Here are some of the better photos, not taken while I was
jumping off a pyramid:
Don't know why the green dot is there--probably left-over alien technology |
Tomb drawings |
Our government official looked really authentic in front of the pyramids |
Hey! A Nubian at the pyramids--Patris is the BEST! Even though he did get a speeding ticket on the way home for trying to make up for lost time at the Pyramids. Sorry! |
Taken from the top! Climbing is fun... |
These multi-lingual cave inscriptions prove that ancient Nubians were also friends with Chinese and Arab graffiti artists. And seriously, WHY ARE PEOPLE SUCH JERKS ABOUT RESPECTING HISTORY? |
I didn't get all the way out to those pyramids since everyone else was already back in the car |
They look cool from every angle--so does the sand |
Entrepreneurial camel owners tried to con me into paying for a ride. I resisted because I'm too cool for tourism cliches. and because I'm cheap. |
Proof I was there! Keep in mind--2 hours of sleep. |
Here's the alphabet! |
And I would like to mention, that Wikipedia, source of all
knowledge, gives some information on Meroe, the town, the
people, the pyramids here: http://en.wikipedia.org/wiki/Meroë.

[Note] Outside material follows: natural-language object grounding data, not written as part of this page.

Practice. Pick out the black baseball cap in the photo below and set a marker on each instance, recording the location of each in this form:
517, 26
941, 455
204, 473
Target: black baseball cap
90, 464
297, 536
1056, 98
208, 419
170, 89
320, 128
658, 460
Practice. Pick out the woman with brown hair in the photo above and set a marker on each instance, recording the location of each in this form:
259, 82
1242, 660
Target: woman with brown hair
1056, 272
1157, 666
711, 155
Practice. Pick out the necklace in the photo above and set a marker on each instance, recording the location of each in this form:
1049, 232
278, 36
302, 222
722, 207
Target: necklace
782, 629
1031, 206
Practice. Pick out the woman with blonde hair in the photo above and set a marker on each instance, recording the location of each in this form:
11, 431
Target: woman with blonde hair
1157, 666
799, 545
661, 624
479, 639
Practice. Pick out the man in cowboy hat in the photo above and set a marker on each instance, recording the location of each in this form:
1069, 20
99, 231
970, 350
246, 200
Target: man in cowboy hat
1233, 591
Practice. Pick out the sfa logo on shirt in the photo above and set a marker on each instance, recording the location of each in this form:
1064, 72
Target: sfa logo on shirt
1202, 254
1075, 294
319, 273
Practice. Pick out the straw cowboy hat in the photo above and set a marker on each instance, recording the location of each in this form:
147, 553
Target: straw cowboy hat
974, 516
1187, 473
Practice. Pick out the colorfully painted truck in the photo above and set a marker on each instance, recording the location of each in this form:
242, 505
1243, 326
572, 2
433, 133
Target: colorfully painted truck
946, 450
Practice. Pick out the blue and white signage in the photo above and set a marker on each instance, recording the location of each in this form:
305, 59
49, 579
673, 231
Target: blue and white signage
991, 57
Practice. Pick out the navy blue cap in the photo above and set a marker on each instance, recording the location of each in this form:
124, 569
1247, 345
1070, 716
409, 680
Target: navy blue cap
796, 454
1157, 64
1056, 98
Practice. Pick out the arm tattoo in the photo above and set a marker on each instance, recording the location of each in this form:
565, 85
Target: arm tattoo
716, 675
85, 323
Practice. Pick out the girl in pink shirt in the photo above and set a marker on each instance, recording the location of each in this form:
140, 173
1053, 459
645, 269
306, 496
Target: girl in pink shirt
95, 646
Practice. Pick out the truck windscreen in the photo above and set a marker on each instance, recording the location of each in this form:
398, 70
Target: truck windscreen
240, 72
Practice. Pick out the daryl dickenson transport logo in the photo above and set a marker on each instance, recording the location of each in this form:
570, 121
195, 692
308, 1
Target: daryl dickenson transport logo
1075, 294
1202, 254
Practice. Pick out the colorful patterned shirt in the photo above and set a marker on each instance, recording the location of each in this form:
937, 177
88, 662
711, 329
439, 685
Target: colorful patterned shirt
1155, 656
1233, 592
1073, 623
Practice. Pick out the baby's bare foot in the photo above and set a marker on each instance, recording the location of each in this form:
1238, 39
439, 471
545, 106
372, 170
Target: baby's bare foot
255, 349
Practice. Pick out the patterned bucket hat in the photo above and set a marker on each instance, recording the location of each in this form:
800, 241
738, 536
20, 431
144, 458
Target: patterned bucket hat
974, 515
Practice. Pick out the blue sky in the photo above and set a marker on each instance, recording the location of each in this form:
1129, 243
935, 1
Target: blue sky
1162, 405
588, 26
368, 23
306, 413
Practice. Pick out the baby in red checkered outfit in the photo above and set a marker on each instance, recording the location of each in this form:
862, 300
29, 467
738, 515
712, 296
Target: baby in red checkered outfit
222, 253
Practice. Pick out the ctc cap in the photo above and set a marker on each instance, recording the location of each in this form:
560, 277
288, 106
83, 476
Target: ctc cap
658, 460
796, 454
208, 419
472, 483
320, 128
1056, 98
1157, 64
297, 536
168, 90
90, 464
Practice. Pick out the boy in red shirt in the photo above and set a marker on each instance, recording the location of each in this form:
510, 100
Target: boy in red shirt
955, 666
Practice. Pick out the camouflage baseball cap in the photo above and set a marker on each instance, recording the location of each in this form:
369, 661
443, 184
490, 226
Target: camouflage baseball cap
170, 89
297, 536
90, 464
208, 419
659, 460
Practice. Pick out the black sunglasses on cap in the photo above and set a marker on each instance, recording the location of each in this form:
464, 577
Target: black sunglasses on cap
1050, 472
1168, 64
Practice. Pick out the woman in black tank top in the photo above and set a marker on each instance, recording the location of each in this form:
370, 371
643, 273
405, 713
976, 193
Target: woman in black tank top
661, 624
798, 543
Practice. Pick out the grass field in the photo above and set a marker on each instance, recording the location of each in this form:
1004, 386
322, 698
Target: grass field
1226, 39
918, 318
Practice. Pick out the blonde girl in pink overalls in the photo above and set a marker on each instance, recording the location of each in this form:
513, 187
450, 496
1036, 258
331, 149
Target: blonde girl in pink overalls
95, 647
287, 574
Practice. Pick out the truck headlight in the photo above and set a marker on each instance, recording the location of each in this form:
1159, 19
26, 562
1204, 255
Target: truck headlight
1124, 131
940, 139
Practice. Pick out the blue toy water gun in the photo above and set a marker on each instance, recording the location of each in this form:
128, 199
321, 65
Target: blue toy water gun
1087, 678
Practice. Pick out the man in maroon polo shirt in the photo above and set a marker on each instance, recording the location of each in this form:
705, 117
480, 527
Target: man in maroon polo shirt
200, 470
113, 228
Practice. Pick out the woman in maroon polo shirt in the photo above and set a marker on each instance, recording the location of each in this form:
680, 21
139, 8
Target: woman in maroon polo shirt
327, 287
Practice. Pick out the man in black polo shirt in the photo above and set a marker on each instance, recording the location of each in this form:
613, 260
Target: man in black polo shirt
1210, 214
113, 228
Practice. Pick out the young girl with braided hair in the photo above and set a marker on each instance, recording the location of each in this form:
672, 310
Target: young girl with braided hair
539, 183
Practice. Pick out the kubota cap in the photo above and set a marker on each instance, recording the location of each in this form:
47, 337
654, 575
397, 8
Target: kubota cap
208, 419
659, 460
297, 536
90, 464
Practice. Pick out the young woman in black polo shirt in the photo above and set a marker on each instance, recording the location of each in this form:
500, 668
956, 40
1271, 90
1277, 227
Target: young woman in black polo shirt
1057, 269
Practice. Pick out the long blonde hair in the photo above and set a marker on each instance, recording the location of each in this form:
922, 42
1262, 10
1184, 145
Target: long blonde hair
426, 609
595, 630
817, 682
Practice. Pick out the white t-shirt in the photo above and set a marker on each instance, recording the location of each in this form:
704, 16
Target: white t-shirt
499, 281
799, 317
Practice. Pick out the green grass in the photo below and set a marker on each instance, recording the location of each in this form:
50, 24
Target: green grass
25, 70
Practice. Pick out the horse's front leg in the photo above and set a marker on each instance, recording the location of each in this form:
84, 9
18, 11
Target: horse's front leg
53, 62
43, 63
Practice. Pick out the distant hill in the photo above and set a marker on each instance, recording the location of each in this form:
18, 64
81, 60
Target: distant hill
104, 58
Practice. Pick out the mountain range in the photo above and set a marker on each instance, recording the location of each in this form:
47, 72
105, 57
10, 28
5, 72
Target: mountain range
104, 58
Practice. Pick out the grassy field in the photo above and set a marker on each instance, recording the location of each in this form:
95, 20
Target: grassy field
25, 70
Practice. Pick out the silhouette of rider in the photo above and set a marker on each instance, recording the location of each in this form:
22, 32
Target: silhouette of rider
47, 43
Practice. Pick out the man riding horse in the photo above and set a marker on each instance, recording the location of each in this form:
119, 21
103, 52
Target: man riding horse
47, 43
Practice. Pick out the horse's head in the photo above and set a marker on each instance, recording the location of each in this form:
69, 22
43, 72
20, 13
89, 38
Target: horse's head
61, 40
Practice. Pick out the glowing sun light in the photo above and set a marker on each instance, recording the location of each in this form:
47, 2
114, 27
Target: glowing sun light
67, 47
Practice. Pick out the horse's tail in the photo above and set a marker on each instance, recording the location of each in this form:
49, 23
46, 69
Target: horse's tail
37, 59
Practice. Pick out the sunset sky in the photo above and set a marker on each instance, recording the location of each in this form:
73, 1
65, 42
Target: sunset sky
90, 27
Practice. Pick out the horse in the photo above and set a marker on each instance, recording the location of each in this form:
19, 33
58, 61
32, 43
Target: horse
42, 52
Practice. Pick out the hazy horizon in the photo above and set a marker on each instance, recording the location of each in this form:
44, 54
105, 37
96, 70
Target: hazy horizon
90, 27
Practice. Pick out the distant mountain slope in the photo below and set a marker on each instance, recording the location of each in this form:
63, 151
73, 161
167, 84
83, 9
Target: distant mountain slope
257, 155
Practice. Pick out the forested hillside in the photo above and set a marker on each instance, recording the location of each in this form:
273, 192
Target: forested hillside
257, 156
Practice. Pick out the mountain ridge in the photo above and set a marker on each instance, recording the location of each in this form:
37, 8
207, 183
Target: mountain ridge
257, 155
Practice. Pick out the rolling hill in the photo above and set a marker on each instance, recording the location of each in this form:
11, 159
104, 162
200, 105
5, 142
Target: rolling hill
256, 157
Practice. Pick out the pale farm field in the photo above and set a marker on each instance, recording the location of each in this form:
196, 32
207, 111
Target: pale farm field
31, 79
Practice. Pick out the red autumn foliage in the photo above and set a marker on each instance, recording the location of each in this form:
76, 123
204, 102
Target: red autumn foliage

Apparently, it was a pretty big deal at one time. They were famous for their
iron-skills and they had their own written language, and they had some fun
beating up on (and being beat on by) the Egyptians and the Romans. And it
seems like the King of Meroe shared his power only with his mother, which
totally makes sense. I bet she was badass...or he was a Mama’s boy…either way,
I’m sure Candace and I would have been best friends. We could have had pyramids
right next to each other for some after-life fun. At least she and the rest of the pyramids
inspired me to sign up to take “Nubian Art and Archaeology, “ free online class
from Emory University. I wonder if anyone else taking that class will be living
in Sudan? Actually, I wonder if I will
be…I might be back in the south by then, trying to find an internet connection
to get online for that class…Well, if I miss any assignments, I’ll just throw
in some original photos from Meroe and kill it anyway.